Any literature lover’s visit to picturesque Dawson City, Yukon, should include visits to the homes of Jack London, Pierre Berton, and Robert Service. It should also include a visit to the Alchemy Café.

The café was founded in 2014 by Florian Boulais and Sofia Ashenhurst, who wanted to create a community hub and intellectual commons. Boulais works front of house and Ashenhurst “provides the heart” and makes delicious healthy foods and juice potions. The chess club meets there, as do members of the writers’ club, and there are even weekly yoga classes. The vibe is feng shui harmony meets modern log cabin meets backpacker chic.

venue-011. Alchemy stands out amid the town’s gold rush–era establishments. A few steps away is Bombay Peggy’s, a restored brothel where you can hear fiddle music and order chastity belt and titillating tart martinis. If you’re feeling really brave, you can head around the corner to the Westminster Hotel (known to locals as the Pit) and get sweaty in their aptly named microwave dance room.

“We love old books and old wisdom,” says Boulais. Literature spills from the overhead shelves and litters the tables. Sometimes in order to find room to eat, you have to stack the books, including poetry by Coast Salish chief Dan George, Carl Jung’s Man and His Symbols, and issues of an illustrated magazine about the Yukon called The Colourful Five Percent.

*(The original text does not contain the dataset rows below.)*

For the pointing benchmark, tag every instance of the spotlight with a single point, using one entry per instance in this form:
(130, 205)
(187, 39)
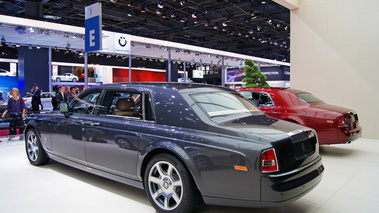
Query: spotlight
(20, 29)
(194, 15)
(184, 19)
(143, 9)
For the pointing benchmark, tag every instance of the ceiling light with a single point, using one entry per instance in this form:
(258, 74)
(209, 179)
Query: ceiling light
(143, 9)
(184, 19)
(194, 15)
(163, 15)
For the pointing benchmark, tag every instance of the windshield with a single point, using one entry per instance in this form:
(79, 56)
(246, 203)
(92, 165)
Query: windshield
(221, 106)
(307, 98)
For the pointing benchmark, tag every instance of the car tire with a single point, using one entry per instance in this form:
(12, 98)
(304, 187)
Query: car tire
(34, 150)
(170, 193)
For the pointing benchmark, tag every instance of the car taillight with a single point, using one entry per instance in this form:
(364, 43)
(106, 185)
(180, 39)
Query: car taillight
(269, 161)
(341, 121)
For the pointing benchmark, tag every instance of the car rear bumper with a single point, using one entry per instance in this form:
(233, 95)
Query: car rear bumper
(279, 190)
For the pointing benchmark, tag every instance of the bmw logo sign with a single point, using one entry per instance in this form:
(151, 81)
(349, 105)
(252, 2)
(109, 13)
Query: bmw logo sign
(122, 41)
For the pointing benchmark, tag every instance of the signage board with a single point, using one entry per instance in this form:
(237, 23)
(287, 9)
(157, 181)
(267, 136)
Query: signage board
(93, 29)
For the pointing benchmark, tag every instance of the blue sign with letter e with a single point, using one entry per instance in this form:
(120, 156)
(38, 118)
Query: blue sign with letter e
(93, 34)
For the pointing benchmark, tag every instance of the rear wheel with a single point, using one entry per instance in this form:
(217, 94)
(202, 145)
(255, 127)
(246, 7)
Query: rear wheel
(169, 185)
(36, 154)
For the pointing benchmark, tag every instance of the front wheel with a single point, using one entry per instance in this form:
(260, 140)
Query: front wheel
(169, 185)
(34, 150)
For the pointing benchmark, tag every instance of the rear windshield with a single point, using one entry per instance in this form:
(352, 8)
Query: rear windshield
(307, 98)
(221, 106)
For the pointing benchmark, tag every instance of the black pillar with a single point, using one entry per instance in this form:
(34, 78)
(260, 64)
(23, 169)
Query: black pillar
(33, 67)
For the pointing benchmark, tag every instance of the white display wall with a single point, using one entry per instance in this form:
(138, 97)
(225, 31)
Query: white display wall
(334, 55)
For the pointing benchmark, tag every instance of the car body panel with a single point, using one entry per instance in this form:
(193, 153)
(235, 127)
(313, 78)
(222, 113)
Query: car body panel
(317, 115)
(45, 101)
(171, 121)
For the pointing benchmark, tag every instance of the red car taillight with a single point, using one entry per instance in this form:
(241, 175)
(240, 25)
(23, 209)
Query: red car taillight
(341, 122)
(269, 161)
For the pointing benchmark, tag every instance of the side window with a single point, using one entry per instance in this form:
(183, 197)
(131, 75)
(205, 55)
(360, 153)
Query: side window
(121, 103)
(265, 99)
(86, 104)
(148, 111)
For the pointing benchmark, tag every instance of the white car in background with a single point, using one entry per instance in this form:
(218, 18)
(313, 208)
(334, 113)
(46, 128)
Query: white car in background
(6, 73)
(65, 77)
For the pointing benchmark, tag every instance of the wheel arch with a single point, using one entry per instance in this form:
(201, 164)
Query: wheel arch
(161, 150)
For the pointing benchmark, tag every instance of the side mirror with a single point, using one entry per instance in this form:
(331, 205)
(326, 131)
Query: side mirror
(63, 107)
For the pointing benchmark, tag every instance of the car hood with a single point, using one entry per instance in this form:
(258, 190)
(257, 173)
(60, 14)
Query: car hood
(261, 128)
(330, 107)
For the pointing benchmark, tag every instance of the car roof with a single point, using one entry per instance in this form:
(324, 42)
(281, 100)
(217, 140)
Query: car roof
(272, 89)
(152, 85)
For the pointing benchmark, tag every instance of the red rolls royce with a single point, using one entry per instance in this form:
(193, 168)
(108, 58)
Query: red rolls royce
(333, 124)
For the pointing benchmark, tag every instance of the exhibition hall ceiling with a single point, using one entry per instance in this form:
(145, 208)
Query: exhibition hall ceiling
(249, 27)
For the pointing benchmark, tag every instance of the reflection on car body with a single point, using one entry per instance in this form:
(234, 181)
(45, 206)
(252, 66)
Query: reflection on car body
(182, 143)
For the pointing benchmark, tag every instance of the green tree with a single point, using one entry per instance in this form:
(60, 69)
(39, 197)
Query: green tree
(254, 78)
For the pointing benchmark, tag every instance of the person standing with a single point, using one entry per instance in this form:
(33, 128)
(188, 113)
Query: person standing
(36, 97)
(61, 95)
(16, 108)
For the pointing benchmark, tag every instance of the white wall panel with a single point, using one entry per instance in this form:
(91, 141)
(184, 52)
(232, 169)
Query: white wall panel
(335, 55)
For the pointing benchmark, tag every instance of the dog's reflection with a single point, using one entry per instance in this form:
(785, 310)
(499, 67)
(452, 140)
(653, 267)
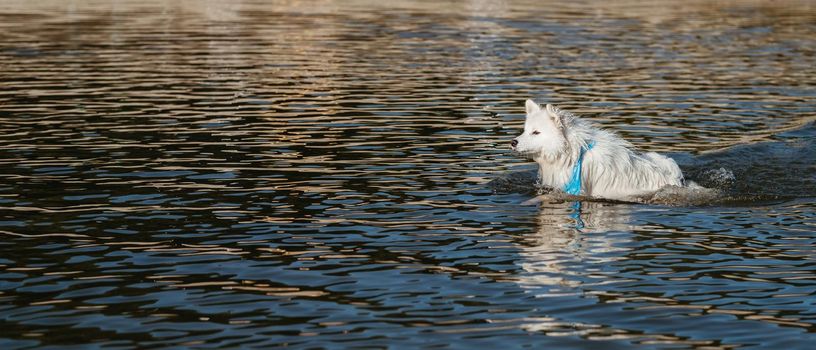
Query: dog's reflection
(572, 241)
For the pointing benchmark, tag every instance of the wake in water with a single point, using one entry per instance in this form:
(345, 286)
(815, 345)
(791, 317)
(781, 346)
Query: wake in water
(777, 170)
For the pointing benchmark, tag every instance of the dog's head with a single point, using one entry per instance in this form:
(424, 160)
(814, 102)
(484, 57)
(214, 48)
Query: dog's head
(544, 132)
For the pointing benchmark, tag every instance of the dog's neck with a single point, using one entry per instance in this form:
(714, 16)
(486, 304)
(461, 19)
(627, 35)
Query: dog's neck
(557, 171)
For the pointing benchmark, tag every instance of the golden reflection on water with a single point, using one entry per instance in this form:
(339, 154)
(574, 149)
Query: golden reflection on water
(205, 171)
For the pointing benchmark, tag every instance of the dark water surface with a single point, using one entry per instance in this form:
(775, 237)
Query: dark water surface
(316, 174)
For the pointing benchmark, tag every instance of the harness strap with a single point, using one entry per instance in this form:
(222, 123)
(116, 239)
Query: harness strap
(573, 187)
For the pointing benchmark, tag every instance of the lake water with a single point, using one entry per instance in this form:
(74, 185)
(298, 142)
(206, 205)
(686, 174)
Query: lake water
(337, 174)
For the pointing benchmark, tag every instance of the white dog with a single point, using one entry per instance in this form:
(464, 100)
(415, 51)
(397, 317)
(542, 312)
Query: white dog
(581, 159)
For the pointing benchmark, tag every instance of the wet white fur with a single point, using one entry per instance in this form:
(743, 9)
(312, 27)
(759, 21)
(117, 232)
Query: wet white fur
(612, 169)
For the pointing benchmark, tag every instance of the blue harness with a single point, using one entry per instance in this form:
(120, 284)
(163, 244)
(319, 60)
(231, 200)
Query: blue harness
(573, 187)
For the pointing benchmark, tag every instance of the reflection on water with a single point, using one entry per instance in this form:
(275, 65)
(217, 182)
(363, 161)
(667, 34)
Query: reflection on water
(315, 174)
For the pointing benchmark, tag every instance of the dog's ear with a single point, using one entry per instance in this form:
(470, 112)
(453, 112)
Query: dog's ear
(531, 107)
(557, 116)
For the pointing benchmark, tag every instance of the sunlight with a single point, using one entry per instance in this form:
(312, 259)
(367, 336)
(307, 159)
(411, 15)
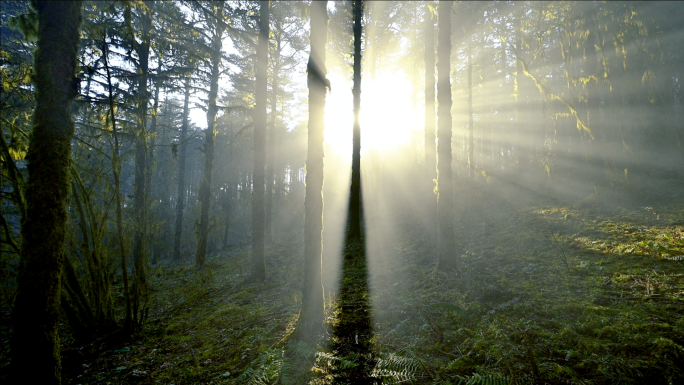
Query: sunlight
(387, 114)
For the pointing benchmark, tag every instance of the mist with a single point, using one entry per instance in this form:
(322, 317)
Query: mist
(342, 192)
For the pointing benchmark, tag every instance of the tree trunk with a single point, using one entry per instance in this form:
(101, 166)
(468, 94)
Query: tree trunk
(116, 172)
(270, 154)
(204, 193)
(260, 96)
(430, 155)
(355, 195)
(140, 286)
(180, 204)
(471, 128)
(312, 301)
(35, 342)
(445, 201)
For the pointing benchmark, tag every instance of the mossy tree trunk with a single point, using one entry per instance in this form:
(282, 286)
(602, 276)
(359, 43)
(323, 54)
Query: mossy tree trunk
(471, 128)
(355, 193)
(312, 303)
(260, 96)
(116, 173)
(445, 201)
(270, 154)
(140, 290)
(204, 193)
(180, 202)
(35, 342)
(430, 150)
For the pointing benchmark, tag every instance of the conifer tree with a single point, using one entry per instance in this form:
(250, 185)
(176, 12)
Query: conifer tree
(35, 342)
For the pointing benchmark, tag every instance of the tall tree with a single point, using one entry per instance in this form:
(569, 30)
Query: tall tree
(35, 342)
(355, 194)
(260, 96)
(216, 18)
(140, 285)
(471, 129)
(430, 155)
(312, 302)
(445, 201)
(182, 160)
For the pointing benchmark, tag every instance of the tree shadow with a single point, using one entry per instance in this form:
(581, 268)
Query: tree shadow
(352, 331)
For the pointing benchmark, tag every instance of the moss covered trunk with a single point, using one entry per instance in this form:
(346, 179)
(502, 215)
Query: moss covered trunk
(180, 203)
(430, 150)
(312, 304)
(35, 342)
(260, 96)
(355, 193)
(204, 193)
(445, 201)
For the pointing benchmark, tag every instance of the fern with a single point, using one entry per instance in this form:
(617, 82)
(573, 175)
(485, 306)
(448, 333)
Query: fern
(487, 379)
(264, 370)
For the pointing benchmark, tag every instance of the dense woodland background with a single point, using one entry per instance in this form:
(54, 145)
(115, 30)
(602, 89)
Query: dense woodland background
(547, 249)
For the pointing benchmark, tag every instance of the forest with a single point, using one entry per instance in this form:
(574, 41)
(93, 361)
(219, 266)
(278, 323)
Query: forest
(341, 192)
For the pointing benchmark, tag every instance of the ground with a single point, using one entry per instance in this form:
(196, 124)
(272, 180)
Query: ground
(544, 293)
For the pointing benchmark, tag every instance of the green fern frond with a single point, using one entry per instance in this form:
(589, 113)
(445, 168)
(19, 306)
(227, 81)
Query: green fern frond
(487, 379)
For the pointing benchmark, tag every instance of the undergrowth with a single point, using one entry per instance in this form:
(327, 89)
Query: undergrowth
(545, 294)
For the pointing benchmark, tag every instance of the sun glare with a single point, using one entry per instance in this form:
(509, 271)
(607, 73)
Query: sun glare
(387, 114)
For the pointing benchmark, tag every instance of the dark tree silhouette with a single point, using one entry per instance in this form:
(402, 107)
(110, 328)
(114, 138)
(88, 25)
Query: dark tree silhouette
(260, 96)
(355, 197)
(312, 302)
(430, 155)
(445, 201)
(182, 157)
(35, 342)
(210, 134)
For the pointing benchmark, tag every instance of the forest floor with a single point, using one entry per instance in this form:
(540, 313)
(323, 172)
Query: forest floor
(543, 294)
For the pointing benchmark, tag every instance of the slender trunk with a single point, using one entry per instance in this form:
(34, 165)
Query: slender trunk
(116, 171)
(430, 150)
(35, 317)
(471, 129)
(445, 201)
(520, 147)
(140, 289)
(271, 145)
(312, 302)
(355, 195)
(209, 138)
(181, 175)
(258, 262)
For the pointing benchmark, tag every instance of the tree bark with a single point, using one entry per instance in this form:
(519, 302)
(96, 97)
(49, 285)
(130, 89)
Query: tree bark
(430, 150)
(445, 202)
(204, 193)
(260, 96)
(471, 128)
(355, 194)
(312, 301)
(180, 203)
(35, 342)
(140, 289)
(270, 154)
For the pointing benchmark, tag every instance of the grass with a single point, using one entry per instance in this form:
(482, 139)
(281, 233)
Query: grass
(544, 294)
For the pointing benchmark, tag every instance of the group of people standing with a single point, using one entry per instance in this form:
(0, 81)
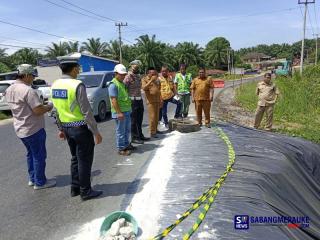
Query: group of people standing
(160, 90)
(78, 127)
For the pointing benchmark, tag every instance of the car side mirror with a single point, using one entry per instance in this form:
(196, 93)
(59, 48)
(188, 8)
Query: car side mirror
(108, 84)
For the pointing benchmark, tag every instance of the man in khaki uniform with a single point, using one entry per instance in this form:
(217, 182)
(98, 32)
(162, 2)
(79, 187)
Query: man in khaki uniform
(151, 87)
(267, 94)
(168, 93)
(202, 95)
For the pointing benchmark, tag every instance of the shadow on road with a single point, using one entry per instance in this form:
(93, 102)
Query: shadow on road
(117, 189)
(147, 147)
(64, 180)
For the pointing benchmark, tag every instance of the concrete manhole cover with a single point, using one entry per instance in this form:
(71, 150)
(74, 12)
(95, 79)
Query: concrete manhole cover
(184, 126)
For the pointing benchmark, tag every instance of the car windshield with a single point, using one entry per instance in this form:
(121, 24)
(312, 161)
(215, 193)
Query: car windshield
(39, 82)
(3, 87)
(91, 80)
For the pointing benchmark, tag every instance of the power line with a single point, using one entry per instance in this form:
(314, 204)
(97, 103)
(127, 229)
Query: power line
(16, 46)
(305, 2)
(35, 30)
(93, 13)
(310, 21)
(86, 10)
(216, 20)
(72, 10)
(21, 41)
(316, 18)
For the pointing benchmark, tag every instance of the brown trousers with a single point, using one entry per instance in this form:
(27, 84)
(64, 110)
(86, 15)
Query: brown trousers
(204, 105)
(153, 110)
(259, 115)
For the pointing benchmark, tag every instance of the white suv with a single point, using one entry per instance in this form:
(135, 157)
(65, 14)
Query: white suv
(3, 87)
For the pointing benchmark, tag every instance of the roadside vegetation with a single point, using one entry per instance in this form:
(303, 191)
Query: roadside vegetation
(4, 115)
(297, 111)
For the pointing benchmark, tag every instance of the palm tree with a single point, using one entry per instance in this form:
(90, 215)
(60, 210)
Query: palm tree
(113, 50)
(25, 55)
(188, 53)
(95, 47)
(57, 49)
(72, 47)
(149, 51)
(3, 53)
(216, 52)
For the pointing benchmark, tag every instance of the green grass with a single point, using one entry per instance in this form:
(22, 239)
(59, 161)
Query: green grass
(4, 115)
(297, 111)
(231, 76)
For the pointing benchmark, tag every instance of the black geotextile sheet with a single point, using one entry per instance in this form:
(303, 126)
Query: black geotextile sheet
(273, 175)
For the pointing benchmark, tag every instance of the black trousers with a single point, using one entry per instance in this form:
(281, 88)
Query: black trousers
(136, 119)
(81, 144)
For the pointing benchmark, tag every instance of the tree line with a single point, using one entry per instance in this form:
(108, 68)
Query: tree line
(155, 53)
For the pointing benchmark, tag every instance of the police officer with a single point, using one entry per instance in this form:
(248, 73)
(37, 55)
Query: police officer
(76, 124)
(133, 83)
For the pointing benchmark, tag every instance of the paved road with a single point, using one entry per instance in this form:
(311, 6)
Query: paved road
(52, 213)
(28, 214)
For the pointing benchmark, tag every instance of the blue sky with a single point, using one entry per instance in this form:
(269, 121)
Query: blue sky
(244, 23)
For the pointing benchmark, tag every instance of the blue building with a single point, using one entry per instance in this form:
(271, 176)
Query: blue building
(49, 70)
(88, 63)
(91, 63)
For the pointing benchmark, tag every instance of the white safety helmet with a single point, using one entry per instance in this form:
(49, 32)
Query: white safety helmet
(121, 69)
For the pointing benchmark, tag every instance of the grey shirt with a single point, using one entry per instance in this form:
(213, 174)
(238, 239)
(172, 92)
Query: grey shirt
(22, 99)
(85, 107)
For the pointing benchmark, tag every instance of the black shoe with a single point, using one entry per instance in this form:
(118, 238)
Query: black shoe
(138, 141)
(154, 136)
(143, 138)
(75, 192)
(130, 147)
(92, 194)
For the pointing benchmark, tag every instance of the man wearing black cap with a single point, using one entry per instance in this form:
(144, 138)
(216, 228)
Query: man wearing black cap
(76, 124)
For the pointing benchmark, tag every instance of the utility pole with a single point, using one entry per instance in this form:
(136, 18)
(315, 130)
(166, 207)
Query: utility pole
(305, 2)
(229, 58)
(119, 25)
(316, 57)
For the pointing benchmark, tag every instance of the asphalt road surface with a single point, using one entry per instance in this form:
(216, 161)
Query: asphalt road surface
(29, 214)
(51, 213)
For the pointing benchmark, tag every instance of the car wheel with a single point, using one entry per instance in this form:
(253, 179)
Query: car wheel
(102, 111)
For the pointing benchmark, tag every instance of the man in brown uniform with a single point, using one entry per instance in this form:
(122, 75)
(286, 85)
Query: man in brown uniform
(151, 87)
(202, 95)
(267, 94)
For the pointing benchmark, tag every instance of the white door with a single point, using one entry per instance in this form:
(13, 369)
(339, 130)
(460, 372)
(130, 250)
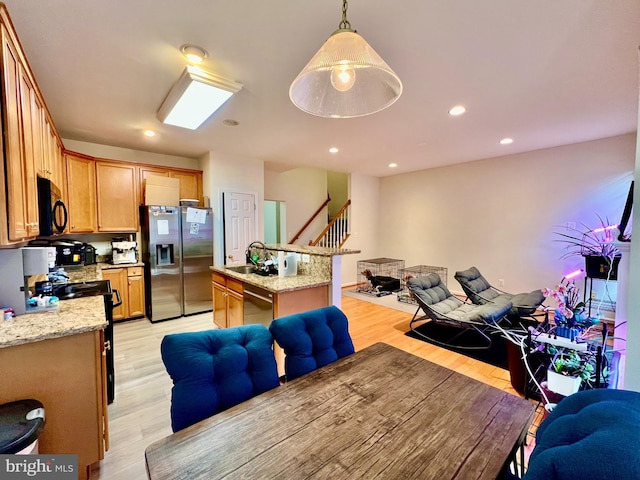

2. Boulais used to fix jet engines, but was drawn to Dawson by the pristine wilderness and sense that it was a place where people come to make positive changes in their lives. Boulais and Ashenhurst cut the café’s timbre frame and built the structure by hand. The level of thought that went into its aesthetics is evident in the exposed wood, mellow paint choices, local art on the walls, overflowing bookshelves, and bright windows.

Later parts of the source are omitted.